In May of 1921, a young Black man was accused of assaulting a white woman in a downtown elevator. That sparked the Tulsa Race Massacre. It sent mobs of white men into Black Wall Street destroying the area and killing hundreds of Black people.

Ransom shares that dark history but, he also shines a light on the renaissance after the destruction.

“The fact that it rebuilt and made more money during the rebuild than it did before the massacre,” Ransom said. “So, I more so try to teach about the resiliency of the people here because that’s the story I think that African Americans need to hear.”

History that connects to Tito Jackson of the famous R and B group the Jackson 5.

While passing through and shopping on Greenwood Avenue, he shared with NBC 5 reporter Vince Sims about his great uncle who was a Tulsa business owner.
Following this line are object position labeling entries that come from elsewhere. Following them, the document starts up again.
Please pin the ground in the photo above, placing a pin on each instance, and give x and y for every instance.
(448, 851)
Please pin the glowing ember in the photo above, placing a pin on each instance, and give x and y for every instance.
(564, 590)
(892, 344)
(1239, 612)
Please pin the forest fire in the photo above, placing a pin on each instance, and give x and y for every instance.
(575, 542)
“Samuel M. Jackson, he was a funeral home owner,” Tito Jackson of the Jackson 5 said. “So, he buried thousands of Black people during that period.”
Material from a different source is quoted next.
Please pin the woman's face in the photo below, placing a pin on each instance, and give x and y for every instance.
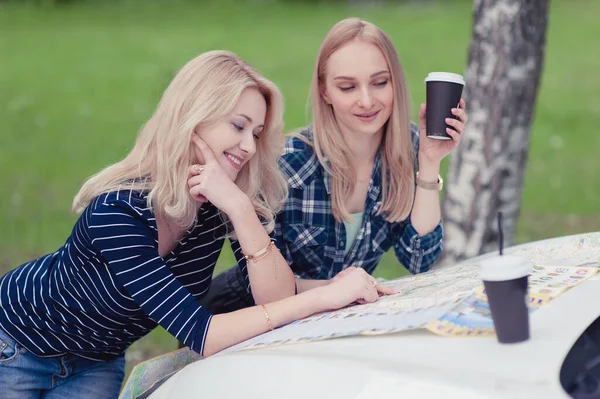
(358, 86)
(233, 140)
He has a lot of respect for those people here making sure the history, that includes his relatives, isn’t lost.

“Black history especially is important to our people and me being connected as a family member somewhat to this whole situation makes it a little more personal to me,” Jackson said.


Collection of the Smithsonian National Museum of African American History and Culture, Gift of Princetta R. Newman

S.M. Jackson with great nephews the Jackson 5. July 1972

Ransom does his part to try and make it personal and relevant to every visitor he shares with.

“I enjoy it knowing people get to leave with some good stories about this place as well and not just May 31 and June 1,” Ransom said. “So, people knowing the before the during and the after.”

It’s that after he says should serve as inspiration.

“We didn’t go through a massacre so we can do exactly what they did especially with the knowledge we have,” Ransom said. “That sense of community that sense of soul I want people to leave with that.”